Here are the scriptures in question:
"And it came to pass that when Coriantumr had leaned upon his sword, that he rested a little, he smote off the head of Shiz. And it came to pass that after he had smitten off the head of Shiz, that Shiz raised up on his hands and fell; and after that he had struggled for breath, he died." (Ether 15:30-31 )
According to Dr. M. Gary Hadfield, M.D., professor of pathology (neuropathology) at the Medical College of Virginia, Virginia Commonwealth University, in Richmond, Virginia:
"Shiz's death struggle illustrates the classic reflex posture that
occurs in both humans and animals when the upper brain stem
(midbrain/mesencephalon) is disconnected from the brain. The extensor
muscles of the arms and legs contract, and this reflect action could
cause Shiz to raise up on his hands."
(M. Gary Hadfield, "Neuropathy and the Scriptures," _BYU Studies_33/2 (1993): 312-20.)

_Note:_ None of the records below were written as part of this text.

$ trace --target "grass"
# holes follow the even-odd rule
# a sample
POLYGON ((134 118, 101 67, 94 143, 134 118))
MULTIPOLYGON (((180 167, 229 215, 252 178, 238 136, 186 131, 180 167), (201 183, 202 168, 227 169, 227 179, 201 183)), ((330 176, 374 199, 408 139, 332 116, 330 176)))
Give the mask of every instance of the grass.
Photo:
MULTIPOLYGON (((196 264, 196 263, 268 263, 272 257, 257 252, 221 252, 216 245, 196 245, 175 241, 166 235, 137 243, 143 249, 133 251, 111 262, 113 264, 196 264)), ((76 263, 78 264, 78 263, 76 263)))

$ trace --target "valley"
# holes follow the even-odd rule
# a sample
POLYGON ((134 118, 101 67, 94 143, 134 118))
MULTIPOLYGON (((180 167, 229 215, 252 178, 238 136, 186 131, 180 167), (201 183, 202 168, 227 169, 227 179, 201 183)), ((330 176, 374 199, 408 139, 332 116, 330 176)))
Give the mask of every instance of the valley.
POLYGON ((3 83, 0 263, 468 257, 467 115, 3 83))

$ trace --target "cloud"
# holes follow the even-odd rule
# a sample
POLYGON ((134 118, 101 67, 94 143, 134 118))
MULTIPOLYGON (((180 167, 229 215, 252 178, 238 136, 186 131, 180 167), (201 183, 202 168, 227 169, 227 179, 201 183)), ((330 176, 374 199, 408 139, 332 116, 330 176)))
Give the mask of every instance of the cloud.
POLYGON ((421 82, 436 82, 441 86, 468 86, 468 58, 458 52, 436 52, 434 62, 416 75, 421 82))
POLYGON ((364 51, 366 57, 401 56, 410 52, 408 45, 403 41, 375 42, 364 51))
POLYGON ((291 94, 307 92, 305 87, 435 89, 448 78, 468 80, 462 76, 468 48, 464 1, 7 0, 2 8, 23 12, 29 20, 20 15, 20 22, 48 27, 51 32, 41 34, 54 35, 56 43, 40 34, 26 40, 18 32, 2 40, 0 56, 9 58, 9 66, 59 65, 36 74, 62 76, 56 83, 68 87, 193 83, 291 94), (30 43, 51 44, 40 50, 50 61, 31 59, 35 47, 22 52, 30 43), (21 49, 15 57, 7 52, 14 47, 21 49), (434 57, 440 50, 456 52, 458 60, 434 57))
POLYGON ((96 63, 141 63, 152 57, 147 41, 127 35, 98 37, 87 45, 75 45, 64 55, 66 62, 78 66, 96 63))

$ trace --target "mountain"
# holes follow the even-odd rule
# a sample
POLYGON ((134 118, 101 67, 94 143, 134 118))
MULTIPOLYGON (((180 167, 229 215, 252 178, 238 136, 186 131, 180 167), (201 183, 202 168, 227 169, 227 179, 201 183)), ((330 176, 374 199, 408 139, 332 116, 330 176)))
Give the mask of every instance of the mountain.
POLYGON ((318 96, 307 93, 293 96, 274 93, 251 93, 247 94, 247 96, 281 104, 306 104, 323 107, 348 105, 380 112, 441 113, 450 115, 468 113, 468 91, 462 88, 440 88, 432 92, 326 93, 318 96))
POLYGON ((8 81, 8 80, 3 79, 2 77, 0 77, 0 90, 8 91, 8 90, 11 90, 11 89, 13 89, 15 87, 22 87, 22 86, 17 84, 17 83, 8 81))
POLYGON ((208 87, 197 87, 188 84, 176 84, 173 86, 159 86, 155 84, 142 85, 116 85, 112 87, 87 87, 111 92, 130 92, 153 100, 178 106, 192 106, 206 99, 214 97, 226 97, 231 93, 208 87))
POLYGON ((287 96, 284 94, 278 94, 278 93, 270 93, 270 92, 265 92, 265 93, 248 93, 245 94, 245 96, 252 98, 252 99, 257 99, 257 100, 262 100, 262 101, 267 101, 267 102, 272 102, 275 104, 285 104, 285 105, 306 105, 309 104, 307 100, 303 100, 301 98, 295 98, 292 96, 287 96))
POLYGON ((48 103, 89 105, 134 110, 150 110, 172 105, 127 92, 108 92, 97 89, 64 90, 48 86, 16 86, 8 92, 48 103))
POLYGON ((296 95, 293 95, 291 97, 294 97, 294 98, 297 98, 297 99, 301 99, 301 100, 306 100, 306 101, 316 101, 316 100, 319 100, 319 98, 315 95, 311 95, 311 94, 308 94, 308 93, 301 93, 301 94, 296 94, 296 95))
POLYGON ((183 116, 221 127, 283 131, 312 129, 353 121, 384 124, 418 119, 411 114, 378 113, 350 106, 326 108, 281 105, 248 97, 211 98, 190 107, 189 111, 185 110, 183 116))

It also depends on how complete the cut is and exactly where the cut is made. If the head was not completely severed from the body or if the cut is made high enough up the neck it is possible to leave part of the brain stem attached to the spinal cord, which could account for some movement. There are a number of historical reports that describe movements of a human body following beheading:
In 1336, King Ludwig of Bavaria sentenced nobleman Ditz von Shaunburg and four of his associates to death. The nobleman and his friends were to be beheaded. Before the execution, the king asked Ditz to express his final wish. The nobleman asked the king to forgive his friends if his beheaded body runs by them. Schaunburg specified that the convicted were supposed to get in a line with eight steps between each other. The king burst into laughter, but he promised to fulfill the nobleman-s last wish. Ditz got down on his knees in front of a block. The executioner cut his head off, but the body jumped up and ran by the other convicted people to the immense horror of the king and everyone who witnessed it. The beheaded body made 32 steps, having passed the last person in the line, tumbled down to the ground, and remained quiet. The king kept his promise.
(A beheaded body can take 32 steps - http://english.pravda.ru/main/2002/09/02/35725.html)
A soldier named Boris Luchkin was in an intelligence group during World War II. They had to cross the front line and go behind German lines. The commander of the group, a lieutenant, stepped on a mine. One of its fragments chopped his head off. Yet, the beheaded lieutenant remained standing, he unbuttoned his coat, took the map of their itinerary out, held it out to Luchnik, and then fell down on the grass. (In the magazine "Miracles and Adventures")
On the 17th of June, (1864?) in the charge of the Ninth Corps on the Confederate works east of Petersburg, a sergeant of the Fifty-Seventh Massachusetts leaped upon the parapet, and with his cap in his left hand and his musket in his right, stood cheering and gesturing with his arms to incite his comrades to come on. Suddenly a shell took off his head as completely as a knife could have done, but the tall form continued erect for some seconds, the arms still waving frantically but with ever-lessening sweep and power, until the forces of the body collapsed, when the headless trunk toppled over to the ground. (Popular Science Monthly, p.116 for June, 1892)
According to Alister Kershaw in "A History of the Guillotine":
"Beheading is effective and is probably as humane as any other modern method if carried out correctly. When a single blow is sufficient to decapitate the prisoner, they lose consciousness within a few seconds. Death occurs due to separation of the brain and spinal cord, after the transection (cutting through) of the surrounding tissues.
It has often been reported that the eyes and mouths of people beheaded have shown signs of movement. It has been calculated that the human brain has enough oxygen stored for metabolism to persist about seven seconds after the head is cut off. (Alister Kershaw "A History of the Guillotine")
A French physiologist named Pierre Jean Cabanis' was given the task in 1795 to determine if the victims of the guillotine were conscious after beheading The reason for the question was that after beheading the victims' bodies would often twitch. There were also tales of beheaded bodies standing up after the fall of the guillotine blade and walking around before finally collapsing.
It follows that a man who is guillotined suffers pain neither in his limbs nor in his head; that his death is as swift as the flow which strikes it; and if certain movements, whether regular or convulsive, are noticed in the muscles of the arms, legs, and face, they prove neither pain nor sensibility. They depend solely on a residue of the vital faculty which is not instantly abolished in the muscles and the nerves by death of the individual, the destruction of the self.
(Cabanis, Note sur le supplice de la guillotine (A Note on Execution by the Guillotine), Magasin encyclopédique, 1795, Oeurves complètes, 1823, Vol. 2, pp. 163-183, excerpted and translated by Solomon Diamond in Diamond, p. 39.)
Current and historical scientific studies and eyewitness reports confirm the possibility of movement of a body following beheading, as in the case of Shiz.